As he states, “We live in the stories we tell ourselves. In a secular, scientific rational culture lacking in any convincing spiritual leadership, superhero stories speak loudly and boldly to our greatest fears, deepest longings, and highest aspirations. They’re not afraid to be hopeful, not embarrassed to be optimistic, and utterly fearless in the dark.” Superheroes, through their specific medium, have and continue to have a profound impact on culture at large, as evidenced by the massive successes of the superhero films of the past five years, including Thor, Captain America, Man of Steel, and The Avengers. However, these same books with the ability to transform an entire culture’s thinking have also had specific and lasting impacts on personal lives and personal stories of many individuals who have spent hours upon hours pouring over works that make up the superhero universe.
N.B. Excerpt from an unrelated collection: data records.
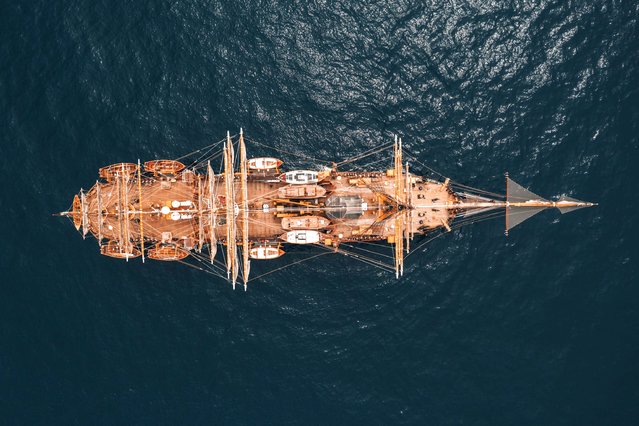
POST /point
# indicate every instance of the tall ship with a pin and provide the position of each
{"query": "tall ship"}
(250, 210)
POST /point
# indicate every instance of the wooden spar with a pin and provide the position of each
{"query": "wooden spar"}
(245, 226)
(506, 231)
(140, 210)
(127, 230)
(231, 258)
(400, 219)
(118, 188)
(409, 212)
(228, 225)
(98, 198)
(212, 214)
(234, 223)
(83, 203)
(200, 241)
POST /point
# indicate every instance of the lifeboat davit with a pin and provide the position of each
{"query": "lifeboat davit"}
(301, 191)
(265, 252)
(305, 222)
(264, 163)
(120, 169)
(299, 177)
(164, 167)
(301, 237)
(113, 249)
(167, 252)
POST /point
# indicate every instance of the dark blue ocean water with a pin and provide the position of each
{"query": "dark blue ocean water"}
(539, 328)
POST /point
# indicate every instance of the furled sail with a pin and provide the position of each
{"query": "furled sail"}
(572, 208)
(518, 194)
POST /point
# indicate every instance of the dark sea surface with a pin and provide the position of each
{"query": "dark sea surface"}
(538, 328)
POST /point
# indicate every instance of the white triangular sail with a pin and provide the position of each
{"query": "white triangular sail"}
(519, 194)
(572, 208)
(517, 215)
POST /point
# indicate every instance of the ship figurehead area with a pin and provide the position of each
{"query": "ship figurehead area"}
(253, 210)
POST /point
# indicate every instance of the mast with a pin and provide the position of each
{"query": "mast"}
(409, 212)
(127, 230)
(245, 241)
(231, 244)
(98, 197)
(212, 214)
(400, 198)
(506, 211)
(200, 241)
(140, 210)
(83, 203)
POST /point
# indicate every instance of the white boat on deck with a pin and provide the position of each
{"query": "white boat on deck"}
(264, 163)
(301, 237)
(301, 191)
(299, 177)
(265, 252)
(305, 222)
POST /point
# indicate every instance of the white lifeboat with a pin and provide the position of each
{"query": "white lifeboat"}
(301, 191)
(299, 177)
(264, 163)
(305, 222)
(301, 237)
(265, 252)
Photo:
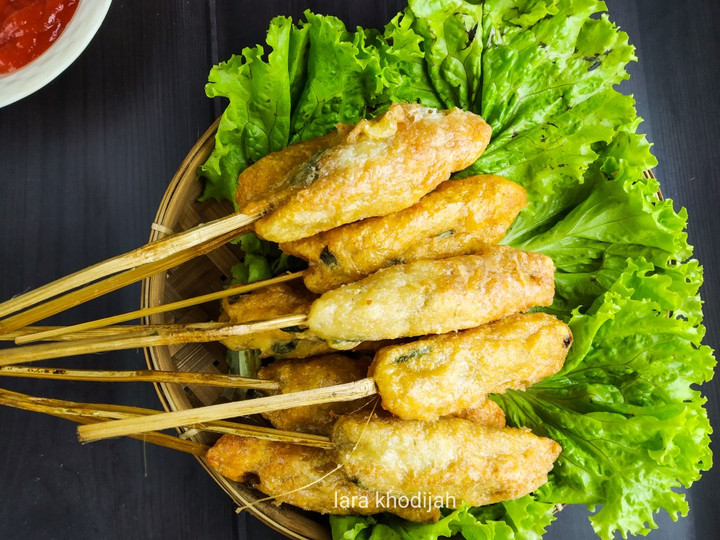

Personally, as an individual that remembers avidly eating up every issue of X-Men comics I could get my hands on while growing up, Morrison’s work gave me a line of thinking through which I could return to those stories I so often visited in my childhood. His precise retelling of comic book history and his compelling and ardent analyses of the stories that make up this history helped me to think through and rethink through the impact that comic books had on me and my specific beliefs and value systems. As a once shy and awkward child (though admittedly I am still quite awkward, though now much less shy), comic books helped me to embrace the call that Morrison gives voice to in his book: “Get ready to take off your disguise, prepare to whisper your magic word of transformation, and summon the lightening. It’s time to save the world.” I hope it does the same for you.
Morrison, Grant. Supergods: What Masked Vigilantes, Miraculous Mutants, and a Sun God from Smallville Can Teach Us About Being Human. New York: Spiegel & Grau, 2011. Print.